The change came with little fanfare in a minor tweak to a memo on the Interior Ministry’s website, and was soon picked up by citizens’ rights campaign group British in Germany.
The memo reads: “Until the end of 2021, you can trust a statement by UK nationals and their family members to have a right of residence under the Withdrawal Agreement.
“You can at least always assume that this is the case if the entitled employee was living in Germany on 31st December 2020.”
Previously, officials had only advised employers to follow this “trust” policy until June 30th – the date by which British citizens are advised to register with their local foreigner’s office (Ausländerbehörde).
While registering with the foreigner’s office is not a prerequisite for securing post-Brexit Withdrawal Agreement rights in Germany, it is currently the only way for Brits to be issued a residency card, which confirms those rights.
However, with around a week to go until the June deadline, many British citizens in Germany are still waiting for their card.
Brits face long wait for residence card
With the revised guidance for employers, the Ministry appears to be acknowledging the long lag that many Brits have faced between their post-Brexit appointments and receiving their new residency title.
While most German states have been conducting appointments since the start of the year, some Brits have been left waiting up to three months for their card to arrive, with no way to prove their right to remain or work in the country.
In a survey carried out by The Local on Brits’ experiences of securing their rights, around three quarters of respondents said they had already had their appointment, but only half of these had received their documentation.
“If your employees are covered by the Withdrawal Agreement, they are entitled to work for you, even if they do not have the relevant document,” the Ministry for the Interior said in a statement to employers.
“If you know that your employee is entitled, you are not required to take any further steps.”
British citizens are covered by the Withdrawal Agreement if they were resident in Germany before January 1st 2021, when the post-Brexit transition period officially ended and Britain left the Single Market and Customs Union.

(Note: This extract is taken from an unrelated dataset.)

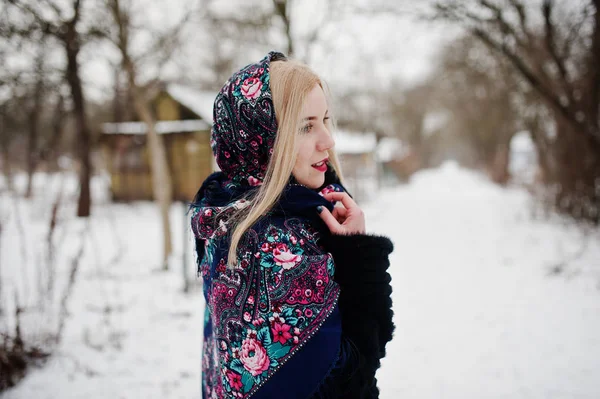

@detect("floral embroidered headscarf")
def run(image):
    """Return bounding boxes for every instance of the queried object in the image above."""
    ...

[211,51,286,186]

This gives them broadly the same rights as EU citizens to live and work in Germany, but without onward free movement rights around the European Union.
According to the Ministry, the “trust” policy should apply to both current UK employees who were working for the company before the cut-off date, and new employees who are due to start this year.
“In some cases, it may take the authorities until the end of 2021 to finalise the processing [of the residency document],” they said.